Portrait

Randy Weston, l’Anvers du décor

Pour un dessinateur, Randy Weston était un vrai cadeau.


Randy Weston par Pieter Fannes

En général, les pianos sont durs à dessiner : tellement grands qu’ils semblent pousser le pianiste dans la marge. Pas avec Randy Weston. Avec sa grande taille, il dominait le piano comme un dompteur de lions.

Presque sans bouger, tout droit derrière le clavier, il faisait sauter les notes à sa guise. Ses vêtement étaient superbes et ses concerts débordaient d’énergie. En fait, sa musique restait toujours très jeune, même lors du dernier concert que j’ai vu de lui, âgé de 91 ans.
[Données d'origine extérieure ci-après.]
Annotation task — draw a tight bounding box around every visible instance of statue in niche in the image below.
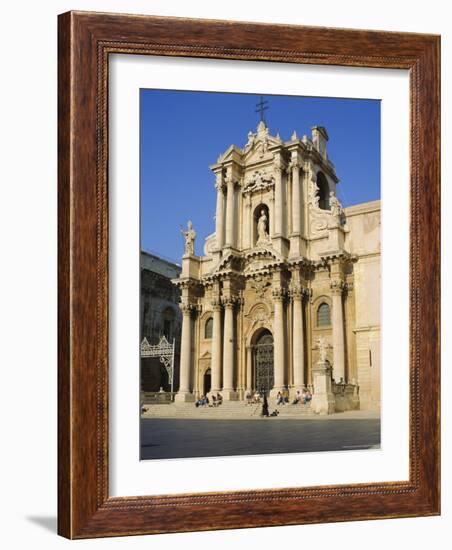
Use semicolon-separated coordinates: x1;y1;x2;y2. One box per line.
180;220;196;256
330;191;342;218
256;209;269;244
317;336;327;363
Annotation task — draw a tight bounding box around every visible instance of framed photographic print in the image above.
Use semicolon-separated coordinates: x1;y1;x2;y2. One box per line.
59;12;439;538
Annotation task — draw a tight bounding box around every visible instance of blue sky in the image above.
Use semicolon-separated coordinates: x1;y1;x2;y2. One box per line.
140;89;380;263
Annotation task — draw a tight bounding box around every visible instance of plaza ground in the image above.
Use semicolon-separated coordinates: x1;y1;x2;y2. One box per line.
141;411;380;460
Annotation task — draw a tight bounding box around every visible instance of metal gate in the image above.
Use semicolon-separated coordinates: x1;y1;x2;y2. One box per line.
254;334;274;392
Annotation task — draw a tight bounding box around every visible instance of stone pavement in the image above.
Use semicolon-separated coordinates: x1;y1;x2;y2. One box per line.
141;418;380;460
142;400;379;420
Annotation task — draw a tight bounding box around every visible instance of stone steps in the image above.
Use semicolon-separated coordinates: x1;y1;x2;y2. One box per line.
139;401;313;419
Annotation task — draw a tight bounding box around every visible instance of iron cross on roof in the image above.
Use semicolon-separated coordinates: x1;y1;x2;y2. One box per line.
254;96;269;123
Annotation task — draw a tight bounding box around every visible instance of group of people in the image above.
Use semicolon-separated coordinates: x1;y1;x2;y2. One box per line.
276;388;312;405
195;388;312;407
195;392;223;407
245;391;262;405
292;388;312;405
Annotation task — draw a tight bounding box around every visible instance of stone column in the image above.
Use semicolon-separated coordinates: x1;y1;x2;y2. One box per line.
226;174;235;246
175;304;194;402
246;346;253;392
274;157;284;237
292;286;306;390
243;195;254;248
270;288;285;397
223;299;237;400
311;360;336;414
290;157;301;236
331;279;345;383
211;301;223;393
215;170;224;248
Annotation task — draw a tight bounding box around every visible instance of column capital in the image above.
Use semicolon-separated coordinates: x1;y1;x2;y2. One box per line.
224;174;239;189
330;279;346;295
287;156;301;170
221;296;237;309
289;285;310;300
210;296;221;311
272;286;287;302
179;302;196;315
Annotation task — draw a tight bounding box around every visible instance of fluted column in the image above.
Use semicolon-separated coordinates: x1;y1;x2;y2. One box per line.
226;175;235;246
271;288;285;396
290;158;301;236
243;195;254;248
176;304;193;401
331;279;345;382
215;171;224;248
223;299;235;400
246;346;253;392
292;287;306;390
211;302;223;393
275;160;284;237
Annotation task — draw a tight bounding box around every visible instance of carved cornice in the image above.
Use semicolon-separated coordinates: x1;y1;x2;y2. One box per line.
289;285;310;300
221;296;242;309
179;302;197;315
330;279;347;294
272;286;287;302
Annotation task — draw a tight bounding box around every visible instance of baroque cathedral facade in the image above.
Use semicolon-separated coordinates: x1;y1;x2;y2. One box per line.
173;121;380;409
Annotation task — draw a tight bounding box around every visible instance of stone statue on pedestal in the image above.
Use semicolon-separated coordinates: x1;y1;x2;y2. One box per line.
317;335;328;363
256;210;268;244
181;220;196;256
330;191;342;218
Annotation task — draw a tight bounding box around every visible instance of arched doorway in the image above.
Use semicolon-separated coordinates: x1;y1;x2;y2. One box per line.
253;329;275;393
203;369;212;395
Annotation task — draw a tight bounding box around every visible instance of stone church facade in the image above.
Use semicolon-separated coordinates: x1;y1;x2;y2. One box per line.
140;250;182;394
173;121;380;409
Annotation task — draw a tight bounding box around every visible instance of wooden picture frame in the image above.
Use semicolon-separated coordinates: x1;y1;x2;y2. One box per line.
58;12;440;538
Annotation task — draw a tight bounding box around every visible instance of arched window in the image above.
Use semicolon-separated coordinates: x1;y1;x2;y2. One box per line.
317;172;330;210
317;302;331;327
204;317;213;340
162;307;176;340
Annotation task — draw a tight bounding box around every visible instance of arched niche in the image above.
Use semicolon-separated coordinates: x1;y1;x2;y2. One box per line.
252;203;270;246
317;171;330;210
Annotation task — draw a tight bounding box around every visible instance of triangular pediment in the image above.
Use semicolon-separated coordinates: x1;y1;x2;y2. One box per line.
217;145;243;163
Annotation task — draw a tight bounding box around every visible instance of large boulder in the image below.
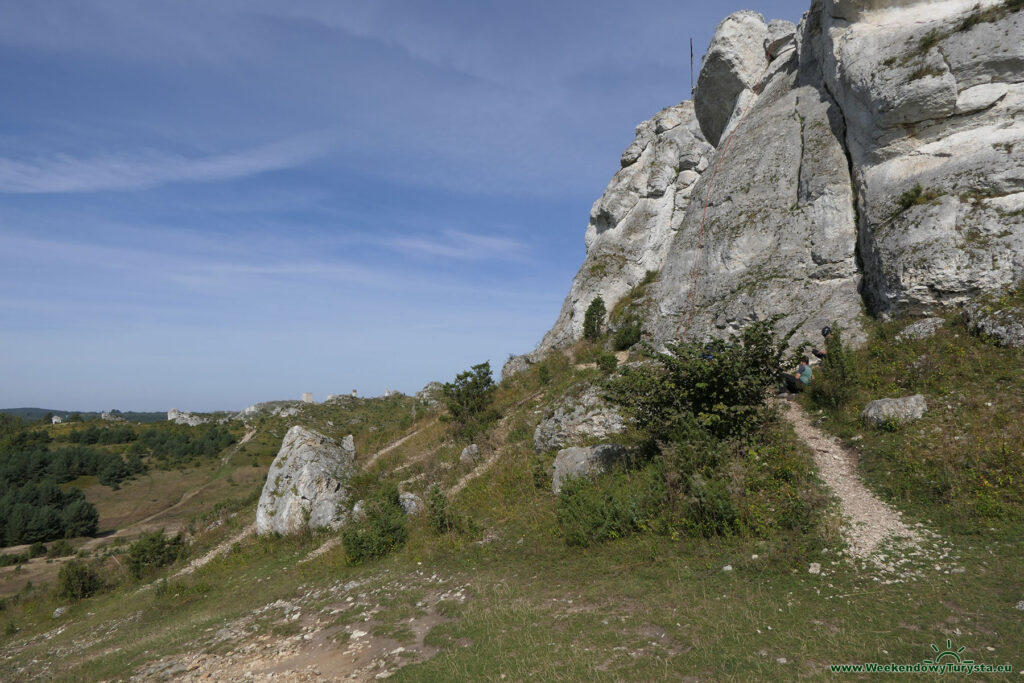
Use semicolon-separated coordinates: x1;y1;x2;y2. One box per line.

J’ai dessiné Randy plusieurs fois ces dix dernières années, surtout au festival Jazz Middelheim d’Anvers. En revoyant ces dessins, il est clair que j’avais des points de vue préférés :

de profil, sous un aspect presque royal, telle une statue égyptienne...

Gent Jazz 2009
Jazz Middelheim 2013
Jazz Middelheim 2017

ou de dos, ce qui mettait en valeur son énorme dos, impassible, en relation avec ses longues jambes qui, elles, n’arrêtaient pas de danser avec le rythme.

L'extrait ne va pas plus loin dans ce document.